Certainly. I'll take the training aspect first because I can be brief on that, Mr. Chair.
I had a chance to speak to outgoing heads of mission last year to talk to them about our mandate. We're in the process of developing various tools that they can make use of. We've just developed a very quick two-sided information sheet that they can make use of and pass out to their main interlocutors when they're abroad on posting. Then we have a human rights training component, so I was speaking to colleagues in the foreign service two weeks ago on what we mean by “religious freedom”. We had a wonderful panel. We brought together an evangelical Christian, Rabbi Reuven Bulka from here in Ottawa, and one of the leaders of the Baha'i community here to talk about their experiences and how their communities understand religious freedom.
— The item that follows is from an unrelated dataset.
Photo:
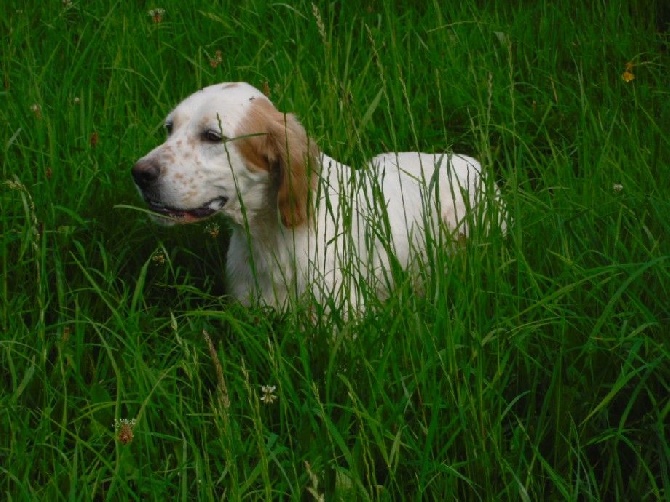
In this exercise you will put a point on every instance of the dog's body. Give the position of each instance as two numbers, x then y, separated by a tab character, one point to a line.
303	223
Then we have the Religious Freedom Forum that I mentioned. The broader sort of training that we're developing, that's in the works over this next quarter, as we move into the next fiscal year.
In terms of engaging foreign diplomats here, it's been a bit of a two-way street. I've been reaching out to them and many of them have been reaching out to me. I think within the first two months of my being here I had a chance to meet with certainly all of our key allies on this file, and also some of the key ambassadors for countries that we want to focus upon, including China and Turkey. I had a chance to engage again with the Pakistani ambassador, and a number of others.
We organized an event at headquarters, at foreign affairs, where we brought together roughly 20 ambassadors to talk about what the office is doing. I continue to have ongoing dialogues with them. They're not always easy dialogues, as you would expect, but we want to maintain that dialogue. There are times when we issue démarches for different acts that take place in certain countries. I referenced the case of the Sri Lankan Muslim human rights activist.
But again, the fundamental premise is that we want to engage in that dialogue, even with countries where it's going to be difficult to have that dialogue. We can't just sort of cut it off. We need to find ways to engage. So on a weekly basis I'm meeting with foreign diplomatic officials. Certainly when I go abroad, typically our missions will bring together key like-minded countries, where I can engage with them and get their perspective of what's happening on the ground in these countries. Then we're always engaging with multilateral partners, whether it's the European Union, the UN, or the OSCE. That's a core element of my outreach.